RECONSTRUÇÃO >> Carla Dias >>

Lembrei-me da canção, do poema, da festa na qual não estive presente. E também dos feriados prolongados, em que passei ruminando quais seriam as decisões, reflexões e anseios dos personagens aos quais eu dera a luz. Meus filhos impacientes, envolvidos em tramas inventadas que misturei com algumas das minhas próprias experiências.
O escritor que rouba a história da moça; que se apaixona por ela de um jeito que para ele é novo, por isso foge, até perceber que correu em círculos, e cai de vez no abraço dela que para ele foi único. A moça que sente não caber no mundo, apodera-se de uma câmera que é para fisgar a verdade na encenação do outro. Que tem medo do que sente pelo escritor e foge dele... Até perceber que andou em círculos, e se depara com um olhar que põe seu mundo do avesso.

A moça que se trancou no apartamento durante três dias e abusou da reflexão, da profundidade de sentimentos. Viajou lonjuras emocionais para buscar a si, porque quem se tornou não fazia sentido.
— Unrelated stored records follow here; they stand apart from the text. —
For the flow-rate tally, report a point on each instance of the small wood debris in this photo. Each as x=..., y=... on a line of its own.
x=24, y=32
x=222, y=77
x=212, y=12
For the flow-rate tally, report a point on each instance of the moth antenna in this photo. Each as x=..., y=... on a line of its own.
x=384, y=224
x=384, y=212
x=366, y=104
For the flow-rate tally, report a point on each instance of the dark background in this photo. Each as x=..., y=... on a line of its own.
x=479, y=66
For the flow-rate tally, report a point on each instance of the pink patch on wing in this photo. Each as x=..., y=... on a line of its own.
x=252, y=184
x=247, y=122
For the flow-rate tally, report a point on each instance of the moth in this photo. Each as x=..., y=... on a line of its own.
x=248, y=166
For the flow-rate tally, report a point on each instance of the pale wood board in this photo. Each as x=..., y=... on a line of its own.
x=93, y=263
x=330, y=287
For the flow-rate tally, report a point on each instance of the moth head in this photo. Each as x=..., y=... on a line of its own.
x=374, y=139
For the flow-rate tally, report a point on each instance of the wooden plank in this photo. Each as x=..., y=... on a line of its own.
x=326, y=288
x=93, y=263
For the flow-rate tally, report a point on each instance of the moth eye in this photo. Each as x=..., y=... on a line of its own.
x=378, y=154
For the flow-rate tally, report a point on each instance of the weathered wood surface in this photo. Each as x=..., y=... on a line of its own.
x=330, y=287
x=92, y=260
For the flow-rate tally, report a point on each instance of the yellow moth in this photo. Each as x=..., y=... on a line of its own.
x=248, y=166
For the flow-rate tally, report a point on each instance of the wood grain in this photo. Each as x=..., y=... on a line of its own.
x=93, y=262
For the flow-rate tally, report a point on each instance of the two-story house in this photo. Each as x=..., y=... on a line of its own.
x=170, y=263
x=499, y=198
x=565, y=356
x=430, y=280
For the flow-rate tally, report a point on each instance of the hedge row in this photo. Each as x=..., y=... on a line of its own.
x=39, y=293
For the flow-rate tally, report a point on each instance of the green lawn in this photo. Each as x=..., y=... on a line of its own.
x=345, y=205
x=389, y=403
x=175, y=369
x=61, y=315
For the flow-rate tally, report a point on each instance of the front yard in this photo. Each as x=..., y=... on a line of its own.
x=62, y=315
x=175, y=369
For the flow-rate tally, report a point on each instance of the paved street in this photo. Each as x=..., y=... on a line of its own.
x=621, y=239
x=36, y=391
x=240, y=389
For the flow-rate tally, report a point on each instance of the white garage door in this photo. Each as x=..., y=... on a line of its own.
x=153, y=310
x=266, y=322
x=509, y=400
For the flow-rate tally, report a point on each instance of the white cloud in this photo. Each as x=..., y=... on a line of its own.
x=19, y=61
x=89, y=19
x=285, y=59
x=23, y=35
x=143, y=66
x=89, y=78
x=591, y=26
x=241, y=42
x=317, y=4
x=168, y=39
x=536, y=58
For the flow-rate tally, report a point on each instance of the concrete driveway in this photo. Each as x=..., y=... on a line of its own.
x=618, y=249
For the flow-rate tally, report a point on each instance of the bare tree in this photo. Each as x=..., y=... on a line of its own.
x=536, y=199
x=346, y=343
Assumiu o amor não só por alguém, mas também pela possibilidade de se reinventar.
O moço que se apaixonou pela cidade, que compreendeu que tanto a beleza quanto suas mazelas tinham significado e faziam parte de um todo. Da janela de seu apartamento, vislumbrou o concreto e plantou flores nele, através de seu olhar. Conheceu a moça irônica quando trabalhava no telemarketing. Ela disse ser acrobata e ele, em anos de conversa por telefone, não chegou mesmo a acreditar nisso, mas pensava nela equilibrando alegrias e tristezas, enquanto voava sob a lona da solidão. Na jornada em busca pela paz de espírito (ela realmente é famosa nos meus escritos), conheceu outra moça que, pelos acontecimentos de uma breve convivência, fez com que ele acreditasse que era uma corajosa militante, o que a levou a denunciar um figurão pelos seus crimes. O figurão virou governador e ela sumiu do mapa. A paz de espírito do moço não chegava... Mas veio rasgando o tempo a saudade dele pela moça com quem pouco conviveu, mas tanto o marcou. Enquanto isso, a acrobata vivenciava a solidão do moço.

Melhor parar por aqui, antes que coloque a todos numa mesma trama, e reconstrua aquilo que, do jeito que está, já é.